CIA director Porter Goss also
engages in what George Orwell called doublespeak. Testifying before the
Senate Armed Services Committee on March 17, Porter Goss said, "The
United States does not engage in or condone torture."
As for our ally Uzbekistan,
run by the merciless dictator Islam Karimov, Philip Stephens, a
forthright columnist for the Financial Times, noted on October 19:
"Uzbekistan provides a vital
base for U.S. operations in neighbouring Afghanistan. U.S. financial
aid [to Uzbekistan] provides a bulwark against Russian influence."
And—dig this—an October 16 Financial Times editorial points out that
because the Bush administration supports the barbaric government of
President Karimov, the U.S. "has given [Karimov] the confidence to sell
a long-running campaign against internal dissidents as part of the
campaign against Al Qaeda." (Emphasis added.)
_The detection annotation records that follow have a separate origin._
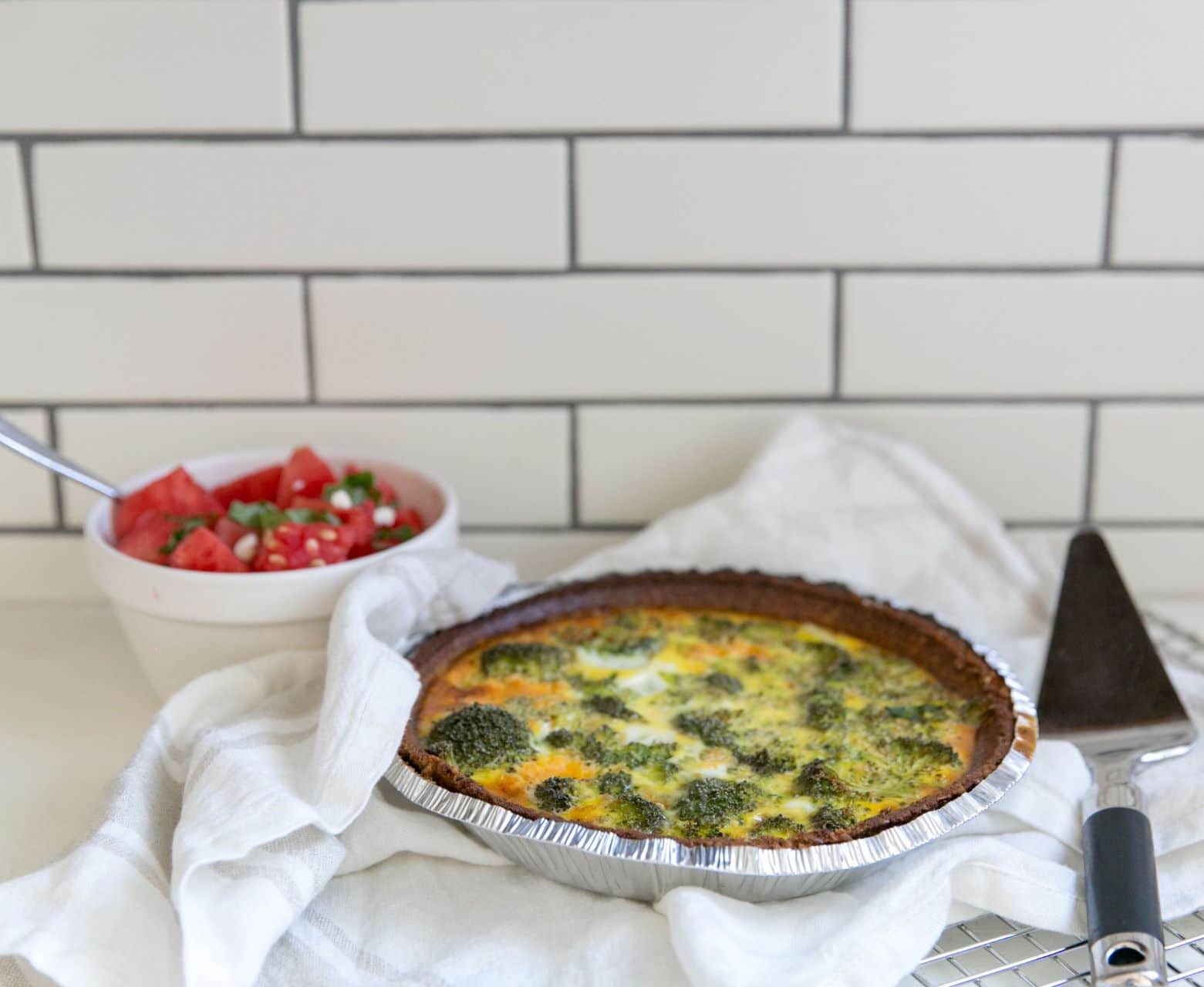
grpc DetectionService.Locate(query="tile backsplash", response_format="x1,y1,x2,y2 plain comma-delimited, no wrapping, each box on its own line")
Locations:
0,0,1204,598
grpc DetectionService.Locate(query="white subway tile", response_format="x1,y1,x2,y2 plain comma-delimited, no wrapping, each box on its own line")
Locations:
841,273,1204,397
59,408,568,525
464,531,631,580
0,534,101,601
0,277,305,401
1008,525,1204,601
852,0,1204,130
577,137,1108,266
0,141,32,268
0,0,292,133
311,275,832,399
578,404,1088,524
1112,136,1204,264
1094,402,1204,521
35,141,566,270
0,409,54,527
1104,525,1204,597
301,0,843,133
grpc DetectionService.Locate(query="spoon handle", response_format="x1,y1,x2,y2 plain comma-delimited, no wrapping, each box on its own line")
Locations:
0,418,122,500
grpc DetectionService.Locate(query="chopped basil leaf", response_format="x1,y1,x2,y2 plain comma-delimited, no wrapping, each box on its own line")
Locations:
372,525,416,549
159,514,210,555
226,500,341,531
322,470,380,504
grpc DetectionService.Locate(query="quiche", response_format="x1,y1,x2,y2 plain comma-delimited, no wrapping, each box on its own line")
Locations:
401,571,1015,846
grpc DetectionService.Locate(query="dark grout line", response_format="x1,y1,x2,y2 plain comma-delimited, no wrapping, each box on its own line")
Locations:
832,272,844,399
0,128,1204,144
841,0,852,133
1003,517,1079,531
1101,137,1121,268
301,277,318,404
565,139,577,271
0,525,83,539
46,404,66,531
7,393,1204,412
0,517,1204,536
17,141,42,272
7,264,1204,279
568,404,582,527
1082,401,1099,524
288,0,301,135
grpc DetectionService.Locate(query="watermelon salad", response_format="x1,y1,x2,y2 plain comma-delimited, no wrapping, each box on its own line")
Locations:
113,446,423,571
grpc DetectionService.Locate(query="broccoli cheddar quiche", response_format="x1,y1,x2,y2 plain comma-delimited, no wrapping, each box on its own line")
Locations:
402,573,1013,846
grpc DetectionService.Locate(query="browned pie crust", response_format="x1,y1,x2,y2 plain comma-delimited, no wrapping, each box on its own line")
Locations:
399,569,1016,847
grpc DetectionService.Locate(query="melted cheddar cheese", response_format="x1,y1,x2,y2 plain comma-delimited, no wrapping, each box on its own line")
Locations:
418,609,979,839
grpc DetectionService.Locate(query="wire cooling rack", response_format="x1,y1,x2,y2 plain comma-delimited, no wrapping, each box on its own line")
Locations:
899,613,1204,987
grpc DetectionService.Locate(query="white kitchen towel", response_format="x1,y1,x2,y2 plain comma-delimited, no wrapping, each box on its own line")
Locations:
0,418,1204,987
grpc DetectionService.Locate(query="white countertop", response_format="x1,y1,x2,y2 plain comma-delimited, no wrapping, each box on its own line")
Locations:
7,597,1204,881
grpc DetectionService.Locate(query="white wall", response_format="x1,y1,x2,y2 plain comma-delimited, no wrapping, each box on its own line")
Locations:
0,0,1204,597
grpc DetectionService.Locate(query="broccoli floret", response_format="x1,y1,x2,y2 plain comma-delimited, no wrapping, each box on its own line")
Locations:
693,614,739,644
882,703,950,723
427,703,535,774
676,777,758,837
807,692,844,729
481,642,572,680
599,772,631,796
703,672,744,696
673,710,737,747
736,747,797,774
753,815,803,837
794,758,849,798
614,792,668,833
535,777,577,813
811,805,856,830
811,640,857,679
891,736,962,769
584,620,665,657
582,695,643,719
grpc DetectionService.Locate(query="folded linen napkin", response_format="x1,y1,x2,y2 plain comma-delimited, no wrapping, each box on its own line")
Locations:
0,418,1204,987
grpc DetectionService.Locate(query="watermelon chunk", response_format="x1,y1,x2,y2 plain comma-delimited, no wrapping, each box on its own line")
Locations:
213,466,284,507
251,521,354,571
167,527,248,571
116,510,176,566
292,497,376,549
113,466,221,541
275,446,335,507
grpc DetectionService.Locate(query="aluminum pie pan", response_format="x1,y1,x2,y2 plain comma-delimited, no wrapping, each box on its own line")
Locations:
384,575,1037,901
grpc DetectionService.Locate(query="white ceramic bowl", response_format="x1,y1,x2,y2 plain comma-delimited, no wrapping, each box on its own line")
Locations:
84,449,460,698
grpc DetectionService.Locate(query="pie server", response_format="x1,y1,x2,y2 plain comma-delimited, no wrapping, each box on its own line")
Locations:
1037,528,1196,987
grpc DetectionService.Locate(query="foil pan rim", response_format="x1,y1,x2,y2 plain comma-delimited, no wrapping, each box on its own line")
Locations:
384,583,1037,878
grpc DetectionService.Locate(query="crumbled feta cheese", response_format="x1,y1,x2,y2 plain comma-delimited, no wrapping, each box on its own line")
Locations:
234,531,259,562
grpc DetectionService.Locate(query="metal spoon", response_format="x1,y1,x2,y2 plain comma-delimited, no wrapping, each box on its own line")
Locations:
0,418,122,500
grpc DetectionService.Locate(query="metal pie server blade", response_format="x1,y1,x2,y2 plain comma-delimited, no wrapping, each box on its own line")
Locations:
1037,528,1196,987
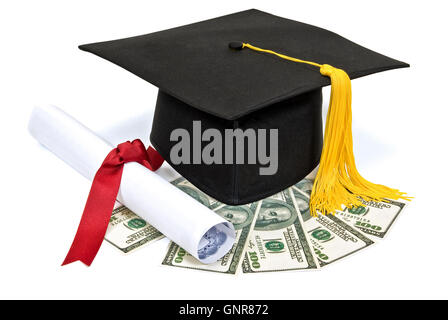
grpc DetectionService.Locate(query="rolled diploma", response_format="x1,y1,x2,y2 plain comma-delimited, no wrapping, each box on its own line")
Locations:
28,106,235,263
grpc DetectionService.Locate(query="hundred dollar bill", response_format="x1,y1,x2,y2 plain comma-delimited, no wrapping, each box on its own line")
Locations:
289,179,374,267
105,206,163,253
242,190,318,273
162,178,257,274
171,177,220,208
336,199,406,239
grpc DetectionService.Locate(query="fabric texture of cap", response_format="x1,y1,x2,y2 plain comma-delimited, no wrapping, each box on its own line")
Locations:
80,10,409,205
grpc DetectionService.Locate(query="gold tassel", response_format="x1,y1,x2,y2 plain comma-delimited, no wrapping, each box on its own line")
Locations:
243,43,411,215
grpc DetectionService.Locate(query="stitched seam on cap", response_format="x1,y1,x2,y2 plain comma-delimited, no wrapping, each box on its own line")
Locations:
232,120,238,203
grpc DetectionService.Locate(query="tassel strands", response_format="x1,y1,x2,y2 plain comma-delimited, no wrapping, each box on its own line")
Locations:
242,43,411,215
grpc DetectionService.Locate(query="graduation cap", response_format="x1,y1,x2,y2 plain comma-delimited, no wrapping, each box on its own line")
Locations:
80,10,409,213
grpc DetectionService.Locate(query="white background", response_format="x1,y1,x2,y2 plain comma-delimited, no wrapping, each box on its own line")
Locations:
0,0,448,299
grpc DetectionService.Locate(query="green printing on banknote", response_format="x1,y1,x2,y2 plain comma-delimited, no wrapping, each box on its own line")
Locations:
105,206,163,253
242,191,318,273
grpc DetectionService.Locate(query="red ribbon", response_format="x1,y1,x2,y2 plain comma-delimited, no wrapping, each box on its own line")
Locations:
62,139,163,266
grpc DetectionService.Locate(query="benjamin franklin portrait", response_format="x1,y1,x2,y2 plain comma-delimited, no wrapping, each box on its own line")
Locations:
255,199,297,230
216,206,254,230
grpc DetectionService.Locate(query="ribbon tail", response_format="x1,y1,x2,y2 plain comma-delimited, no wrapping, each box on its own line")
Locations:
62,165,123,266
146,146,164,171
In 2003, Fatima Mukhadirova
sent photographs of her son—who was tortured to death in an Uzbek
prison—to the British embassy. As reported in Muslim Uzbekistan
(February 12, 2004): "His teeth were smashed, his fingers were stripped
of nails, and his body had been cut, bruised and scalded." His mother
was put on trial "for attempted encroachment on the constitutional
order" to convince her to shut up about what was done to her son. (She
was subsequently convicted and sentenced to six years in prison.)
Meanwhile, Porter Goss told
the Senate Armed Services Committee on March 17 that one of the CIA's
own techniques, waterboarding, is "an area of what I call professional
interrogation techniques."
As Reed Brody, special
counsel for Human Rights Watch, noted in a March 21 letter to The New
York Times: "Waterboarding, known in Latin America as the submarino,
entails forcibly pushing a person's head under water until he believes
he will drown. In practice, he often does. Waterboarding can be nothing
less than torture in violation of United States and international law.
"Mr. Goss, by justifying the
practice as a form of professional interrogation, renders dubious his
broader claim that the C.I.A. is not practicing torture today."
(Emphasis added.)
I cannot resist repeating
what George W. Bush said on the United Nations International Day in
Support of Victims of Torture (June 26, 2003): "The United States is
committed to the worldwide elimination of torture and we are leading
this fight by example. I call on all governments to join with the
United States . . . in prohibiting, investigating, and prosecuting all
acts of torture." Let's start at home.